Mac daemon immediately closes new connections

HELP! I’ve chasing a very illusive Xojo issue for nearly six months.

The Problem:
On a handful of customer Macs (OS X 10.6, 10.8 and 10.10), a daemon that runs perfectly all week starts closing new SSL connections (using ServerSocket) after running idle for a weekend. The client connects and immediately receives a 102 that the connection has closed.

Restarting the Mac or daemon immediately returns all functions to normal for the week.

Data points:
(1) Existing connections continue to work fine, proving the daemon is otherwise still running normally.

(2) Existing connections that are disconnected cannot reconnect.

(3) ServerSocket.ActiveConnections are well under Maximum (usually at 0 or 1). I verified that prior sockets are being released properly.

(4) Memory, object count, threads and CPU are all normal when it starts rejecting new connections.

(5) We have zero problems with the same code running as a Windows service.

(6) We have zero reports of this happening any other time except after a 2-3 day weekend where the server runs idle on a Mac that doesn’t sleep or spin down the hard drive.

(7) We’ve done our best to rule out external things like anti-virus software or scheduled tasks that could interfere with our daemon listening.

(8) In every case of an upgrade, reverting back to our prior release resolves the issue.
Differences with prior build: (A) Using TCPSocket instead of SSL and (B) prior build compiled with RealStudio 2011 R3. The problem release was tested using Xojo 2013 R3.3 & 2015R2.2 with the same results.

Lastest Test:
Assuming it was still must somehow a ServerSocket or SSL socket issue, we just completed the following test:
We set a timer to have the ServerSocket stop listening, nil and reinitialize the ServerSocket every night. We logged that this was happening. We also have logs where a client was left in a loop attempting to connect overnight while it was rejecting new connections. Existing clients were disconnected (as expected) when the serverSocket reinitialized. However, the looping client continued to get an immediate 102 disconnect. Once again, restarting the daemon allowed the client to instantly connect.

So it appears there has to be something external to the ServerSocket that is immediately closing new connections.

I’m totally stumped. Any ideas that could help us track this down?

Just an idea for a workaround : stop the service late at night when there is no connection and restart the daemon.

@Michel Beaucourt Thanks for the idea. A forced nightly restart is impractical since we have many situations where clients must remain connected 24x7. The ServerSocket reinitialization was run as a test to isolate/remove the ServerSocket as the essential problem.

@Keith DeLong — Here’s where I’d start… in the sockets that are created in the AddSocket event of the ServerSocket, do you have any calls to Disconnect for any reason?

Also, are there any scenarios where the client might disconnect automatically? Perhaps the problem is actually there?

[quote=223476:@Keith DeLong]Differences with prior build: (A) Using TCPSocket instead of SSL and (B) prior build compiled with RealStudio 2011 R3. The problem release was tested using Xojo 2013 R3.3 & 2015R2.2 with the same results.

[/quote]

Have you tried narrowing it down to just the change from 2011r3 -> 2015r2? or the change to SSL? For example, what if you build with 2015r2 but disable SSL?

Thanks Greg. Nothing in the AddSocket event. I’ve looked pretty carefully for code where the daemon or client might trigger the disconnect.

Since it’s Mac only I also reviewed every TargetMacOS statement.

I haven’t yet.
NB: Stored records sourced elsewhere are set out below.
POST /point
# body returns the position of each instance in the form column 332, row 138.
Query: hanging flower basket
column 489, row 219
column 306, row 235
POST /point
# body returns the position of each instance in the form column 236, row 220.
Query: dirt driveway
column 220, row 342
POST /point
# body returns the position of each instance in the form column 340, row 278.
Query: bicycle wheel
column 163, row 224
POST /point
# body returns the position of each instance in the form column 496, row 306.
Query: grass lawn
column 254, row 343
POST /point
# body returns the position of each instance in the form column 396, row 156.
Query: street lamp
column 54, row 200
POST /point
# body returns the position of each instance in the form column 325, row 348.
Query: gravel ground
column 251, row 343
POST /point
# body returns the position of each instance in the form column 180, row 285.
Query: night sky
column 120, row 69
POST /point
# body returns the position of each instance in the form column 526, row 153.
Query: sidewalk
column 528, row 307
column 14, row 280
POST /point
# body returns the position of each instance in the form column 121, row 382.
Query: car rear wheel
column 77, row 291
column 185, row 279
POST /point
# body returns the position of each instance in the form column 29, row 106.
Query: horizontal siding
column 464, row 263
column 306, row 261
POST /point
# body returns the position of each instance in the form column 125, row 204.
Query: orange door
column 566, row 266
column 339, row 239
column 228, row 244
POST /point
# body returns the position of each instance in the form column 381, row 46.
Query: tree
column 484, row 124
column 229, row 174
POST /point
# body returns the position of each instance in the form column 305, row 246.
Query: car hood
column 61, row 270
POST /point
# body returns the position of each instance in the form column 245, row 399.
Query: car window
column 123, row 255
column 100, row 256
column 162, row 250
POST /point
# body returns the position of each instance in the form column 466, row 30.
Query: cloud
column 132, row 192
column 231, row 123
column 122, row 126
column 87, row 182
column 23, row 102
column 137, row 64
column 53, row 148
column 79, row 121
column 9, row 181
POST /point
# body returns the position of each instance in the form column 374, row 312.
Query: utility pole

I’m thinking about disabling SSL first. Any suspicions? I am using a self signed cert. Any chance OS X runs a cron job checking suspicious listeners?

Since we cannot duplicate in house, testing takes a week or more as we rely on customers to get it installed before a weekend where it can run idle. Most have tired of the problem/testing and just reverted back to our prior release.

I don’t have any suspicions at this point, but narrowing it down to SSLSocket weirdness or some change we made would give me somewhere to start being suspicious.

I’ll work on narrowing it down. I’m happy to pay for some extra attention at this point.